# exclude an URL from caching in squid



## ccc (Jan 31, 2009)

hi

I have Squid Version 3.0 PRE5 installed on freebsd.
Howto exclude an URL from caching at squid.conf ?


----------



## geeknik (Feb 1, 2009)

You might want to update your installation of squid. 3.0STABLE12 was just released.

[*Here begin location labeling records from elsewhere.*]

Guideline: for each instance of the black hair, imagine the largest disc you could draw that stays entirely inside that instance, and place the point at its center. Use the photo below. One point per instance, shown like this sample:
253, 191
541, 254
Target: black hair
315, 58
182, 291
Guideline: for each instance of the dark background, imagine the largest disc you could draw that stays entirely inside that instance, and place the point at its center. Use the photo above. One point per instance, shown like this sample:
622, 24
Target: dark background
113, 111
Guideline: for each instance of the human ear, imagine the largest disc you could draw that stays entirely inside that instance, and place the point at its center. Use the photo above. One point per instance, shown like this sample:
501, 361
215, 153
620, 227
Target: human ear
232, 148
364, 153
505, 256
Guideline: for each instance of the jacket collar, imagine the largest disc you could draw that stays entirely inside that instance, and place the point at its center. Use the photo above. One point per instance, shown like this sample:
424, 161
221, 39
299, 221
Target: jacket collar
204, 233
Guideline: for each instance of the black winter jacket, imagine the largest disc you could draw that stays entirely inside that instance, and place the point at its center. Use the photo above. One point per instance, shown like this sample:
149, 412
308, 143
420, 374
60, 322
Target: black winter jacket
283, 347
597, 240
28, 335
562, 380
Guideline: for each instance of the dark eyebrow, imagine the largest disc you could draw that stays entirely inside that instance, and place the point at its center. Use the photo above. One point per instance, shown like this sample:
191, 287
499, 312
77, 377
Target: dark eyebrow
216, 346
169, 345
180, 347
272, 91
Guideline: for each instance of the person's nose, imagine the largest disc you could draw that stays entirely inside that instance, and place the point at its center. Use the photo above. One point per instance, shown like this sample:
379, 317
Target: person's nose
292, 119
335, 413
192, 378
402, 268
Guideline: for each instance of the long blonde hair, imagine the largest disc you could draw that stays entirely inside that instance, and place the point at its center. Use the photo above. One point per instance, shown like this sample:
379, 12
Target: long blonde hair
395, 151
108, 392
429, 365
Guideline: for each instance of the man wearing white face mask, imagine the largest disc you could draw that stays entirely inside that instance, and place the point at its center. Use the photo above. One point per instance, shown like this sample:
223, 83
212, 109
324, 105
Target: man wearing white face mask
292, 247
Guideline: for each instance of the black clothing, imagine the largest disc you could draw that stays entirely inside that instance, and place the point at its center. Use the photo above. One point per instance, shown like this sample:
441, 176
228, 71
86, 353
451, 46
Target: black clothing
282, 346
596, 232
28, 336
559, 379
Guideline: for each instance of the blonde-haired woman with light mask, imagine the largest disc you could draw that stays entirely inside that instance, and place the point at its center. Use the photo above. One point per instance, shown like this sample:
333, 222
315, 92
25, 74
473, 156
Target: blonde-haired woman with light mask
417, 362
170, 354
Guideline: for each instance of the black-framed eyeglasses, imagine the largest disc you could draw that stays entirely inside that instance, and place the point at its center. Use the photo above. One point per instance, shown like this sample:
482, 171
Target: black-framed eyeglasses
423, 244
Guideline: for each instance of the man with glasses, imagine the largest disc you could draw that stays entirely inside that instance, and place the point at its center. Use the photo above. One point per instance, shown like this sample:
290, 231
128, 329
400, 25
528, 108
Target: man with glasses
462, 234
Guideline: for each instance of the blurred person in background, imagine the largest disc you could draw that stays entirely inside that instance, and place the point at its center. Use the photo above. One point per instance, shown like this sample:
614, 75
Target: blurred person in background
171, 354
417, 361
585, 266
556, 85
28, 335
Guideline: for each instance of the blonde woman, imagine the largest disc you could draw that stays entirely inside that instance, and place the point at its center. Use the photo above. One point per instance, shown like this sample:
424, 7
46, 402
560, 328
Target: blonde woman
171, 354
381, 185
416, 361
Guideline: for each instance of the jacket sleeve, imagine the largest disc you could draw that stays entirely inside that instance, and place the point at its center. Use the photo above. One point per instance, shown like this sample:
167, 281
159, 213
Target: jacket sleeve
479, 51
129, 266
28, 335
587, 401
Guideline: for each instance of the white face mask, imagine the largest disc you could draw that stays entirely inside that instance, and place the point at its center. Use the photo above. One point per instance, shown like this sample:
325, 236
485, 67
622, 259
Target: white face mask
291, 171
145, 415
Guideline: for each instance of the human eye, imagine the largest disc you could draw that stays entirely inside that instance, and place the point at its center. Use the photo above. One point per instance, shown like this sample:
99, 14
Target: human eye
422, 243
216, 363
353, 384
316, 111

But in answer to your question, here is what you want in your squid.conf:



> acl no_cache_server1 dstdomain .domain.com
> no_cache deny no_cache_server1
> 
> acl no_cache_server2 dstdomain .domain2.com
> ...



Hope this helps you out.


----------



## ccc (Feb 1, 2009)

geeknik said:
			
		

> You might want to update your installation of squid. 3.0STABLE12 was just released.
> 
> But in answer to your question, here is what you want in your squid.conf:
> 
> ...



thx, but I've read squid3 uses *cache deny ...* instead of no_cache deny.


----------



## geeknik (Feb 1, 2009)

I'm using Squid 3.0 Stable12 on FreeBSD 7.1 and my no_cache deny rules work just fine.


----------



## ccc (Feb 9, 2009)

Squid 3.0 uses:

*cache deny* 

and not

*no_cache deny*

greetings
ccc


----------